Converting PDF to PDF/A

pdf

Given a PDF of random origin, how do I, on Linux:

  • confirm whether it is in PDF/A format already?
  • if it is not in PDF/A format, convert it to PDF/A with a minimum loss of fidelity?

I am aware that the conversion may cause loss of exotic elements of the document, but let's assume that the ability to open the document at all in a relatively far future is more important than such spiffy features (which might not be available/readable at such a time anyway). I would rather be able to visually confirm the accuracy of the conversion when I can trivially view the documents side by side than risk not being able to open the original file.

Best Answer

Identification

I found this tool which looks to be what you can use to identify PDF/A files. It's called DROID (Digital Record and Object Identification). It's Java based and can be run from a GUI or the command-line.

excerpt

DROID is a software tool developed by The National Archives to perform automated batch identification of file formats. Developed by its Digital Preservation Department as part of its broader digital preservation activities, DROID is designed to meet the fundamental requirement of any digital repository to be able to identify the precise format of all stored digital objects, and to link that identification to a central registry of technical information about that format and its dependencies.

Given it's sponsored by the National Archives I would assume it's the right tool for doing this, given the intended purpose of the PDF/A format.

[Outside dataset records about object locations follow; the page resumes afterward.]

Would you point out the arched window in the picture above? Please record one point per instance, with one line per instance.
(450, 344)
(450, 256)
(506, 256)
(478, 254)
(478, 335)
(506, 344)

Also the project is open source and the code is available on Github as well as packaged in binary form from the National Archives website.

Validation & Conversion

If you're looking for a tool to perform validation & conversion I believe PDFBox can do this. PDFBox lists PDF/A validation right on the front page of their website. It's another Java application 8-).

excerpt from website

PDF/A Validation
Validate PDFs against the PDF/A ISO standard.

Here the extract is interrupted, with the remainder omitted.